11.5.1. Demo: Dictionary Counters#

We’ve already seen in Chapter 8 how to make loop variables in order to keep track of something we are looping over. We are now going to learn a way of using dictionaries to do that which will help us solve more problems.

But first, let’s remember how we did loop variables

Loop Variables (review)#

To use loop variables, we create a variable before our loop, and give it an initial value (often 0). Then within the loop over each item in our list, we can optionally add something to our loop variable. After the loop, our variable will have our final result.

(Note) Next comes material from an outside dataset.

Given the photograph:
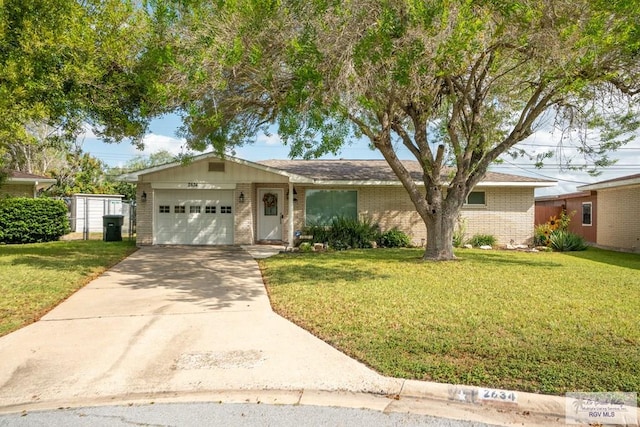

For example, here is code to count the number of “i”s in “Mississippi”:

# create a loop variable to track the total number of i's
# start it with 0, since we've seen 0 i's so far
num_i = 0

# go through each letter in the word
for letter in "Mississippi":
    # if the letter was an i, then add one to our loop variable
    if letter == "i":
        num_i += 1

# we now have the total number of i's
display("total number of i's was: " + str(num_i))
"total number of i's was: 4"

In the code above we made a variable to count the number of “i”s. But what if we wanted to count the other letters? Then we’d need one variable for each letter. For the code above we could do this:

# create a loop variable to track the total number of each possible letter
# start it with 0, since we've seen 0 letters so far
num_M = 0
num_i = 0
num_s = 0
num_p = 0

# go through each letter in the word
for letter in "Mississippi":
    # check each letter, then add one to the correct loop variable
    if letter == "M":
        num_M += 1
    elif letter == "i":
        num_i += 1
    elif letter == "s":
        num_s += 1
    elif letter == "p":
        num_p += 1

# we now have the total number of i's
display("total number of M's was: " + str(num_M))
display("total number of i's was: " + str(num_i))
display("total number of s's was: " + str(num_s))
display("total number of p's was: " + str(num_p))
"total number of M's was: 1"
"total number of i's was: 4"
"total number of s's was: 4"
"total number of p's was: 2"

Now what if we didn’t know what letters were possibly in the word we wanted to check? We’d need to make 26 variables, or if we had capital and lowercase letters separate, then we’d need 52 variables. But what about numbers? Punctuation? Other symbols?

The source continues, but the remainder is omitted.